Fin janvier, à Beni, au Nord-Kivu, le Festival Amani Kwetu ("La paix chez nous", en swahili) a reçu un accueil chaleureux, raconte Jacques Kikuni, de la radio Muungano (Ensemble, en swahili). "L’entrée était gratuite et les gens sont venus en masse pour suivre les messages", précise-t-il. Au programme : concerts, conférences et témoignages sur la paix à l’Est. Etaient conviés une soixantaine de chanteurs, peintres… – dont une majorité de Congolais de Beni, Goma ou encore Bukavu, capitale du Sud-Kivu.
"Nous avons eu 5 artistes du Rwanda, de l’Ouganda et du Burundi venus exprimer leur avis [sur la crise]. Du Rwanda, seul un danseur a pu venir car il fallait trop de permissions… " commente Dady Saleh, de l’Association des jeunes pour la promotion de la culture (AJPC). C’est cette structure qui a organisé Amani Kwetu avec le soutien des autorités locales et de la Mission de l’ONU pour la stabilisation de la RDC (Monusco), deuxième mission onusienne au monde avec 17.000 hommes.

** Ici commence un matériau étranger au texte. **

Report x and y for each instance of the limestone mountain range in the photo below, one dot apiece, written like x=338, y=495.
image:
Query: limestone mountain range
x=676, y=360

"La stratégie que nous avons choisie est inclusive, poursuit Dady Saleh. L’art n’a pas de frontière, l’art n’a rien à voir avec la guerre. Après le festival, une vingtaine de Congolais, un Ougandais et un Burundais ont composé Amani Kwetu/Afrika, qui passe déjà sur des radios à Goma. Nous espérons sa sortie officielle avant le 15 mars." Autre projet, si les moyens le permettent : rendre une visite de solidarité à une partie des 500.000 personnes déplacées par les combats entre armée et M23.